How to Light Paint Under the Bright City Lights
Jun 24, 2025
I recently received an email from James, who asked how I managed to create my Angels light painting series in such brightly lit cityscapes. I thought I’d break it down in detail with some examples in this blog post—hopefully it helps anyone else wondering the same thing.
To quote James’s question:
“Hey Darren, I’ve been looking at your angel pieces done in city settings—super clean stuff. Just wondering how you managed to get such solid results with all the background light. Do you use ND filters or just stop the aperture way down? Do you try to finish the light painting quickly to limit how much the ambient light builds up? And how bright are the lights you’re using for the drawings? Also, how much do you handle in post? Do you blend exposures or is it mostly straight out of camera? Would be cool to hear how you approach this if you don’t mind sharing. Trying to figure out how to make things work better in my area—way too many lampposts.”
First off, thanks James!
It’s a great question. I struggled at first—overexposed quite a few shots—before dialing in the right settings. All of the final images are straight out of camera (SOOC) and not composites. And yes, I definitely relate to the challenge of "too many dang lampposts!"
About the Collection
The Angels series was mostly captured in 2013 as an experiment to see how bright the ambient environment could be while still allowing for effective light painting. I shot all around Los Angeles, California. The big question was: Would it even be possible?
Camera Settings & Tools
I started with test shots using the smallest aperture (f/22) and the lowest ISO (usually ISO 50). I didn’t use any ND filters for this collection, though in hindsight a graduated ND filter might have helped in scenes with strong contrast between light and shadow.

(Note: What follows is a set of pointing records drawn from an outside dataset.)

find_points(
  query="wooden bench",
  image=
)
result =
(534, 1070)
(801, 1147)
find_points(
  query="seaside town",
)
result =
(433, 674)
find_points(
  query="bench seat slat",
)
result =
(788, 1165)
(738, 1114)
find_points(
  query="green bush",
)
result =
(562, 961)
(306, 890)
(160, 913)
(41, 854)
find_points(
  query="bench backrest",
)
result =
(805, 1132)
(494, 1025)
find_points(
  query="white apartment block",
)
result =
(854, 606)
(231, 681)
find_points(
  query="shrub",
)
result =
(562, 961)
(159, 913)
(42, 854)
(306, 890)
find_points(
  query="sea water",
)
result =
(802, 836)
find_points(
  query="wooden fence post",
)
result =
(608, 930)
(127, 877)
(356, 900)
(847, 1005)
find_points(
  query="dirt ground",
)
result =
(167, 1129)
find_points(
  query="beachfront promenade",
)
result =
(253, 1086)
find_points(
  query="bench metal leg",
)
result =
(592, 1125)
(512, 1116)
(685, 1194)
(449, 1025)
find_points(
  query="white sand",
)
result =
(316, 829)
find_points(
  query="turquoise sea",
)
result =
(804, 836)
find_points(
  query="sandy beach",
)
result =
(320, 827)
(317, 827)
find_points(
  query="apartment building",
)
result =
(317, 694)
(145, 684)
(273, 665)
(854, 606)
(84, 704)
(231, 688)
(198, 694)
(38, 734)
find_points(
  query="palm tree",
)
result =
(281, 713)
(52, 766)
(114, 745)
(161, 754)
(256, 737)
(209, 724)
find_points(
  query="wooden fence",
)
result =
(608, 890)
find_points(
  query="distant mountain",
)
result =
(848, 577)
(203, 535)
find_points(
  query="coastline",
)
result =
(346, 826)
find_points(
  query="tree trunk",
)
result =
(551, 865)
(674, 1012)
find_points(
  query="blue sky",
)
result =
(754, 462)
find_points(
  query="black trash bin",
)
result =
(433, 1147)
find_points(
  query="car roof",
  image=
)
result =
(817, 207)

For all the angel figures, I used a very bright, directional LED light. In some cases (like in the image below) I covered ground lights with cardboard or gaffer's tape to reduce spill and control exposure.

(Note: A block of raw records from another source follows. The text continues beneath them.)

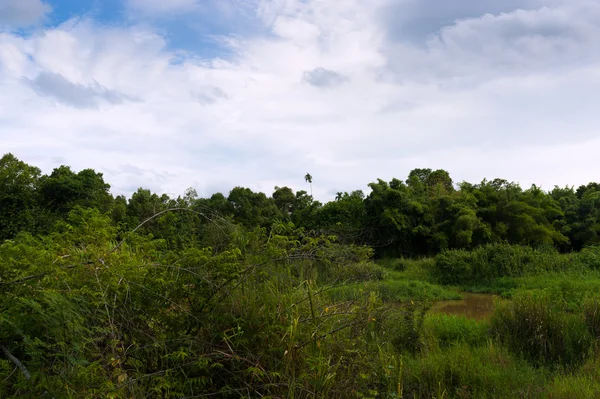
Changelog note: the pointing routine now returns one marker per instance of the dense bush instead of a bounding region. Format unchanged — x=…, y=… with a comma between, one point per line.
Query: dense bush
x=489, y=262
x=541, y=331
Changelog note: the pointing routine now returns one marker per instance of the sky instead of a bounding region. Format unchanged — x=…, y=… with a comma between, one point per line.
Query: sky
x=213, y=94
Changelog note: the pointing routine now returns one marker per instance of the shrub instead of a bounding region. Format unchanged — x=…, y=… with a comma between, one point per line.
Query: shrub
x=541, y=331
x=497, y=260
x=447, y=330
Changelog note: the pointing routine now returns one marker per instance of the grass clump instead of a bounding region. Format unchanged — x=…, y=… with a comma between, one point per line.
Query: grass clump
x=484, y=264
x=446, y=330
x=461, y=371
x=541, y=331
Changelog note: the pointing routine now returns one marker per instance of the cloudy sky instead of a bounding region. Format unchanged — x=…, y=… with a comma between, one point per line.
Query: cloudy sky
x=211, y=94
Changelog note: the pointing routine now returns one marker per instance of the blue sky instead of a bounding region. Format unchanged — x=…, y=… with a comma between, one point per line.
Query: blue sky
x=218, y=93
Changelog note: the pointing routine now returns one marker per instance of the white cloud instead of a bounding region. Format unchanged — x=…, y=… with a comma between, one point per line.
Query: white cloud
x=162, y=7
x=485, y=96
x=18, y=13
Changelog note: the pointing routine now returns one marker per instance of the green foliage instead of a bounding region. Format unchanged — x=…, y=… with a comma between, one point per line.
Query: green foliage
x=533, y=326
x=486, y=263
x=447, y=330
x=245, y=295
x=461, y=371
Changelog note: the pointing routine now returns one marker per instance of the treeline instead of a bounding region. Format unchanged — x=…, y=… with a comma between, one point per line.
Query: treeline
x=422, y=215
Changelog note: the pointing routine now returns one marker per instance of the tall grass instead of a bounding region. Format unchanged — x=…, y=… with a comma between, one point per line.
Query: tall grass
x=487, y=263
x=541, y=331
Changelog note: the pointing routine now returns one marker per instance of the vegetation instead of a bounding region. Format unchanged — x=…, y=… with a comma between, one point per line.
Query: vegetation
x=247, y=295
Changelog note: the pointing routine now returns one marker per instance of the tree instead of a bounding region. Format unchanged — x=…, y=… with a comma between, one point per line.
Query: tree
x=18, y=196
x=308, y=179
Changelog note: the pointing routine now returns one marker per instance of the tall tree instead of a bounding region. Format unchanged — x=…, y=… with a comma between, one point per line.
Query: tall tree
x=18, y=196
x=308, y=179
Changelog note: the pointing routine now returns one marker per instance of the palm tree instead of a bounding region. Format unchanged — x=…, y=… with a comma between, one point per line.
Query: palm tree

Most images were shot at f/16–f/22. At that aperture, the LED light appeared as a small, crisp dot, which allowed for a sculptural look. When I spun the light around as if shaping it on an imaginary pottery wheel, it created a 3D-printed effect from head to toe, only branching out for the arms and legs. I aimed the light directly at the lens, so I had to be intentional with how I lit the base of each figure to ensure the lines actually registered in the final image.
Special Techniques
One interesting technique I experimented with was using vintage lenses with manual aperture control. I shot most of these on a Canon 6D with a Nikon-to-Canon lens adapter and old 24mm and 35mm Nikkor lenses. This setup allowed me to start the exposure at f/22 (ideal for light painting), and then quickly adjust the aperture to f/5.6 near the end of the shot—just for a few seconds—to brighten the foreground or environment once I was out of frame.
Editing
Some basic post-processing helped bring balance to the RAW captures. I adjusted highlights and shadows in Lightroom, and then used Photoshop’s burn tool (set to affect highlights or midtones only) to selectively tone down overexposed areas. I also used it to better separate the light painting from background lighting. That said, these adjustments were subtle, I tried to keep the edits looking natural.
What I Learned
A major takeaway was to seek out shadows in the scene. Many images were shot under archways, in the middle of streets where overhead lights taper off, or in corner pockets where direct lighting was minimal. Painting in shadowed areas provided better contrast between the light painting and the surrounding environment.

In Conclusion
If I were to do a project like this again, here’s what I’d focus on:
- Look for darker sections of the cityscape.
- Use the smallest aperture your lens allows (f/16–f/22).
- Keep ISO as low as possible (ideally ISO 50–200).
- Use a bright, directional LED.
- Keep your exposure time to around a minute or less.